Милка неопределенно кивнула, раздумывая про себя, что секрет Инги – уже ни для кого, наверное, не секрет.
– Вчера, когда мы гуляли у тебя… – зашептала Инга. И повторила все, что Милка слышала утром от матери. Спросила с ужасом в глазах: – Представляешь?!
Милка закусила палец и не ответила. К счастью, Инга отвлеклась, что-то рассмотрев через Милкино плечо. Милка проследила за ее взглядом и увидела Стаса, угрюмо поднимавшегося по широкой мраморной лестнице на второй этаж. Сверху по отполированным до блеска перилам один за другим со сверкающими от восторга глазами слетали первоклашки. В свое время Милка тоже с удовольствием носилась по этим перилам. Теперь хотелось подойти и надрать мелюзге уши: разобьется какой-нибудь…
Инга исчезла. Возможно, побежала делиться своим секретом еще с кем-то… Пушистая коса ее маячила уже в дальнем конце коридора, возле буфета. А Милка окликнула Ашота.
В черных усиках его затаилась усмешка.
– Ты вчера был во дворе?..
– А что?
– Просто, – сказала Милка.
– Был. Кто-то заземление выдернул у меня… Боишься, подсматривал? – напрямую спросил он, хитро прищуривая левый глаз и уже не скрывая ухмылки.
Милка покраснела. Но сделала вид, что намеки трогают ее мало.
– Подсматривать тебе было нечего.
– А я и говорю, что нечего! – с готовностью согласился Ашот. И хотел уйти, но задержался на полшаге. – Зря ты все же, Миледи, не за мной приударила. Знаешь, какой я хороший?
– Дурак, – сказала Милка.
– Ну вот… И слов у тебя нет поласковей для меня.
Милка хотела еще повторить вслед ему, что он дурак, но повторяться было глупо.
В коридоре то там, то здесь по двое, по трое шушукались десятиклассники. Подобные сценки можно было наблюдать и раньше, но тогда они почему-то не бросались Милке в глаза. Она подумала, что о вчерашнем событии Елена Тихоновна рассказала, видимо, не одной ее матери… А возможно, не удержалась Оля, дочь директора школы, Анатолия Степановича, или Андрейка, Олин брат, пятиклассник, или Никитка, их младший…

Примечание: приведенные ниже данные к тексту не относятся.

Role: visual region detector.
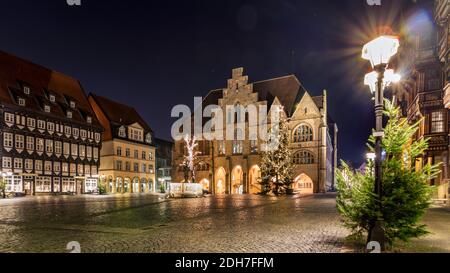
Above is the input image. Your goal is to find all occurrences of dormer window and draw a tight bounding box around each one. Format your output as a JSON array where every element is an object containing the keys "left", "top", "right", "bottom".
[
  {"left": 119, "top": 126, "right": 126, "bottom": 137},
  {"left": 145, "top": 133, "right": 152, "bottom": 144},
  {"left": 18, "top": 98, "right": 25, "bottom": 106}
]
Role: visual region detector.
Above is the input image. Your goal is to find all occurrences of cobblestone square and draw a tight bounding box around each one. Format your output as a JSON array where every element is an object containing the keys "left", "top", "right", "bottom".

Прошедшей ночью, когда Милкины друзья пили за ее полных семнадцать, а может быть, когда танцевали летку-енку, некто, пользуясь темнотой, забрался через форточку в кабинет директора школы, чем-то вскрыл запертый на замок правый ящик стола и унес голубую палехскую шкатулку, в которой было триста пятьдесят рублей, снятых накануне с книжки для того, чтобы заказать Оле новое платье-макси, в связи с тем, что на майские праздники Оле исполнялось шестнадцать лет и предстояло получать паспорт. Преступник не искал, не рылся по ящикам, следовательно, знал о существовании голубой шкатулки в столе Анатолия Степановича, который держал в ней свои карманные деньги и открывал всякий раз, когда Андрейке, или Никитке, или Оле позарез требовался наличный капитал. Все это безошибочно указывало, что в школу забрался не чужой, случайный человек, а один из тех, кто не раз бывал в директорском кабинете, то есть вероятнее всего, кто-то из двенадцатой средней…
Именно поэтому, очевидно, Анатолий Степанович не побежал в милицию и велел молчать домашним. Он был очень хороший, простой и добрый, Анатолий Степанович… Только не забывал бы он в школе этих денег!
Милке хотелось поговорить с Олей. Кстати, Радька Зимин, которого она видела вчера во дворе, учился в том же девятом, что и Оля.
Гвалт на втором этаже из-за обосновавшихся здесь первоклашек стоял еще больший. Милка заглянула в открытую дверь девятого «б», метнулась по коридору и чуть не налетела на Олю, которая, укрывшись за отошедшей под ветром гардиной, о чем-то разговаривала со Стаськой.
Милка невольно отшатнулась. Но вместо того чтобы уйти, прижалась к окну и услышала последние реплики их беседы.
– Не знаю… Откуда я что могу, – проговорил Стаська.
– Ты можешь! – убежденно и немножко умоляюще сказала Оля. – Ты все можешь, Стасик! – И вдруг добавила: – Я дружить с тобой буду…
– Не знаю… – угрюмо и, как показалось Милке, виновато, под ноги себе повторил Стаська.